The US government funded opposition civil society and established contacts with the reformist camp, whose economic policies would give US companies greater access to Libyan labour and resources. Persistent fissures between the revolutionary and reformist camps in the leadership weakened the Libyan state. When protests over housing policy in early 2011 avalanched into a NATO-backed revolution, prominent reformists including Jibril and Mustafa Abdul Jalil defected to the increasingly Islamist-led opposition. (,,,)
Lockerbie sanctions and the fall of the Jamahiriya
The Lockerbie sanctions cost Libya billions of dollars, and they led the Jamahiriya’s leadership to make security concessions to the West and liberalize the economy in order to encourage foreign investment. Various factions in the leadership had conflicting views on how far this liberalization should go, and in the context of continued Western interference in Libya, these divisions proved fatal. Indeed, the sanctions-imposed liberalization spelled the end of the Jamahiriya, leading directly to various wars that have caused thousands of deaths, impoverished hundreds of thousands and led hundreds of thousands more to flee the country.

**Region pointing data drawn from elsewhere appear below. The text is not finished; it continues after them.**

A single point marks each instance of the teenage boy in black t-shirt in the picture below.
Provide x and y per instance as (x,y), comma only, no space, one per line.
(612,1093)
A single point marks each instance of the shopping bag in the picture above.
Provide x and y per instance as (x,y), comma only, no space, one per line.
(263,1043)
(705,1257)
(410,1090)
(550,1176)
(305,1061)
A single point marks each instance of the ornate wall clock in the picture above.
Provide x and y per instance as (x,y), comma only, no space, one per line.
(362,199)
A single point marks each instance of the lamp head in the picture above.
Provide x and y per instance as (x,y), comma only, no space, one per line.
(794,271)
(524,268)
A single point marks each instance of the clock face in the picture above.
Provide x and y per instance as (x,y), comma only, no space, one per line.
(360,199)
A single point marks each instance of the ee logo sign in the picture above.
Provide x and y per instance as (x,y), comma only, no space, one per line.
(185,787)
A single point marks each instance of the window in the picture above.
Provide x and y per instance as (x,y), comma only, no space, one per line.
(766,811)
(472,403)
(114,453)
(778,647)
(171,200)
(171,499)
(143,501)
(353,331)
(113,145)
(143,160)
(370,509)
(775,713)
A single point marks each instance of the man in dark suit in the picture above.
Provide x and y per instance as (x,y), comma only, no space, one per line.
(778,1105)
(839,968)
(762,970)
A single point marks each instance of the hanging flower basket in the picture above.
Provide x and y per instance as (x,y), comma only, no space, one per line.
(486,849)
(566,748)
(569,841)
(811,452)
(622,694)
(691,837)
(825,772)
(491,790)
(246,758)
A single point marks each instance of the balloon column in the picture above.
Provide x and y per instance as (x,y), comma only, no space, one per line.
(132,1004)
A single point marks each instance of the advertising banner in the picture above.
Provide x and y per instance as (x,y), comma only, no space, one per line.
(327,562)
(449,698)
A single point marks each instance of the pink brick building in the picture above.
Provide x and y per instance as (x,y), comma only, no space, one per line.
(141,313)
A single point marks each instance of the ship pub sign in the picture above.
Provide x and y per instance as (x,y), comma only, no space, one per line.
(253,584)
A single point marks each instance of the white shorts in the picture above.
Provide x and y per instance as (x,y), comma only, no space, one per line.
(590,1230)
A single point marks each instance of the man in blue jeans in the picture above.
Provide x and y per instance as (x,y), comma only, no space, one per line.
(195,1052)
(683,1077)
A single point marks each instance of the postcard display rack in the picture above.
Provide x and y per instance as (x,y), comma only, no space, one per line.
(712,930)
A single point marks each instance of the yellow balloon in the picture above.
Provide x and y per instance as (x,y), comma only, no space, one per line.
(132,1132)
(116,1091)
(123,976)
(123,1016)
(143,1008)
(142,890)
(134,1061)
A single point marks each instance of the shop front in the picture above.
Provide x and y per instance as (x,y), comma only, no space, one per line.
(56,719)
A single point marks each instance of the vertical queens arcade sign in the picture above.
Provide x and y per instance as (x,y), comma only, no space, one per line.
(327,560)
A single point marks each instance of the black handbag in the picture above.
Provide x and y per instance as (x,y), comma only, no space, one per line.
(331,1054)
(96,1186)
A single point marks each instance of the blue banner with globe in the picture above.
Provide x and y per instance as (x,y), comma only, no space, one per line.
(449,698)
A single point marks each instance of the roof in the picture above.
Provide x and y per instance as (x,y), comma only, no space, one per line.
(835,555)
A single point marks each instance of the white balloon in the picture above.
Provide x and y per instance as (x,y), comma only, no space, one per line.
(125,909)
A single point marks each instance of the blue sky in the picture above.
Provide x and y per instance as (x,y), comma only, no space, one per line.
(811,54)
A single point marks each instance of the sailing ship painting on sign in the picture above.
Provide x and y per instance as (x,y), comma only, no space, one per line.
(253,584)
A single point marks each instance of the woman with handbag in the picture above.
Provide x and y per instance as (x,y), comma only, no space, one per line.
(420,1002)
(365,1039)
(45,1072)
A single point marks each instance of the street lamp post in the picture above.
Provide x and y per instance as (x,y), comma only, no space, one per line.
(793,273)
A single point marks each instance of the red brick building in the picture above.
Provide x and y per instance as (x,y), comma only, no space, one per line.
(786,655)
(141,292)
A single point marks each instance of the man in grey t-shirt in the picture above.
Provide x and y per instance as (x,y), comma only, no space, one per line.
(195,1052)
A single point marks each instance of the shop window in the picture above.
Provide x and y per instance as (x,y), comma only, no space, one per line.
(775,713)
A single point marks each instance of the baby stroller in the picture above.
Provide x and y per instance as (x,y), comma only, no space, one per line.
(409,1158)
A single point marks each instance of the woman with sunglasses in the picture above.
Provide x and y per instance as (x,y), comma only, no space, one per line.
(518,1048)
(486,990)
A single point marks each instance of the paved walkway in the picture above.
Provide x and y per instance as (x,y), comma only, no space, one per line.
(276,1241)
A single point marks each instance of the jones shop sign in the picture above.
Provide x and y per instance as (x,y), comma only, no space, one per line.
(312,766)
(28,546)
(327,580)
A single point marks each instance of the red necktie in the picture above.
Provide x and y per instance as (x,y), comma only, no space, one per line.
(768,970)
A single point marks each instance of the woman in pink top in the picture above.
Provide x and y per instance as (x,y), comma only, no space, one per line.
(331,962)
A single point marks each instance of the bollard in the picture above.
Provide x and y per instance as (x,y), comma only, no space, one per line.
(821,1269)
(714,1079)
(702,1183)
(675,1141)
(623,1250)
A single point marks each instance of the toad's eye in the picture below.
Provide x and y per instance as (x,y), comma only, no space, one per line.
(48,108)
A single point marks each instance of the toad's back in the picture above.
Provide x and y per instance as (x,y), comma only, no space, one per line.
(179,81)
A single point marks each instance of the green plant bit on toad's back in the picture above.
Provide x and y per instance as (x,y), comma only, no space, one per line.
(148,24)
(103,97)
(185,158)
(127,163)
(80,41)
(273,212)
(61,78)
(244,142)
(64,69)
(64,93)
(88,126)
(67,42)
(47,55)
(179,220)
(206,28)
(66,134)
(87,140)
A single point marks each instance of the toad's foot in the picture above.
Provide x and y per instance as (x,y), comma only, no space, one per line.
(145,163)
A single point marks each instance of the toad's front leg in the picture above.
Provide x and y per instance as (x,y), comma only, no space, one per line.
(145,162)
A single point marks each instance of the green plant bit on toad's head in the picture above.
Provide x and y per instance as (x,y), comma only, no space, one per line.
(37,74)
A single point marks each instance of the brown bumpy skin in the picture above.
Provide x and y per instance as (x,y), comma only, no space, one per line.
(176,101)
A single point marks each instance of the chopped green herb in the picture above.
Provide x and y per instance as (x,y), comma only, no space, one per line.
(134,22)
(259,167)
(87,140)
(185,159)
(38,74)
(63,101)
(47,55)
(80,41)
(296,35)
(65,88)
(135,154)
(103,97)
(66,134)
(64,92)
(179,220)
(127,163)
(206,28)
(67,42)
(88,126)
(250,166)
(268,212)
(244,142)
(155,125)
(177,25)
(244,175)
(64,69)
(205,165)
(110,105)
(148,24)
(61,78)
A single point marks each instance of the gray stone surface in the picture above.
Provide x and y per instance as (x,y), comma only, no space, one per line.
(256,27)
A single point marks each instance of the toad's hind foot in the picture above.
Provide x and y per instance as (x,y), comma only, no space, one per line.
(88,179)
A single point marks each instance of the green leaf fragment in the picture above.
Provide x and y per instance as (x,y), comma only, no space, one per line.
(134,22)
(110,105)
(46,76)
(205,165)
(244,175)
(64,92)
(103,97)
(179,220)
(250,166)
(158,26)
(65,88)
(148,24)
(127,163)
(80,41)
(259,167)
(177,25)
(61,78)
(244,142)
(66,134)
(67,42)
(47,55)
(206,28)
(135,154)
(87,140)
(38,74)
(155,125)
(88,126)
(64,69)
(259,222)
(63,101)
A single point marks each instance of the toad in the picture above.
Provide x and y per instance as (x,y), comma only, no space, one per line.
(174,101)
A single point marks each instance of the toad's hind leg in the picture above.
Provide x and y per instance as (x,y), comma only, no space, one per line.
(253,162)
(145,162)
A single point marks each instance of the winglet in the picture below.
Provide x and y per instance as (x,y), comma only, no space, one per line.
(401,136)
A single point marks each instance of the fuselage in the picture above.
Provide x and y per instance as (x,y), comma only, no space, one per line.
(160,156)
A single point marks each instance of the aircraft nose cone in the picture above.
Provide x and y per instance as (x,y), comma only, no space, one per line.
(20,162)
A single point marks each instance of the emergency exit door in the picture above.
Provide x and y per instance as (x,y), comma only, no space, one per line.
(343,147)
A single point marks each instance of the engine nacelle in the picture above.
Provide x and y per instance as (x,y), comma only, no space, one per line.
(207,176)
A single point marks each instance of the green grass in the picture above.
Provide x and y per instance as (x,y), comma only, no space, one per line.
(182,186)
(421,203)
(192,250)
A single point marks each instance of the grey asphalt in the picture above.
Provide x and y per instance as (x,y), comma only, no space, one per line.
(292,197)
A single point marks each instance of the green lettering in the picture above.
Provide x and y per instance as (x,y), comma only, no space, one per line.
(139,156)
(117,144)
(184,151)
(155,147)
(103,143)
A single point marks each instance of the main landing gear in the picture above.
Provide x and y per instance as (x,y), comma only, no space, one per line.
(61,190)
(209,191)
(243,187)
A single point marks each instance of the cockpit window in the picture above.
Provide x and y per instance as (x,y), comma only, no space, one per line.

The above reality cannot be ignored in retrospectives on the Lockerbie bombing. The horror of subsequent tragedies in Libya (the civil war, the open-air slave markets, the Derna floods) may divert attention from Libyans’ experience of the 1990s, but one should remember the steps by which Libya reached its current situation of state collapse and internal conflict. The Lockerbie sanctions – which, it should be recalled, were imposed following dubious legal proceedings – had a significant impact on straining the Libyan economy, which led directly to “opening up” and the fall of the Jamahiriya.
This is what Lockerbie means to Libyans. It should be what Lockerbie means to people in the West too.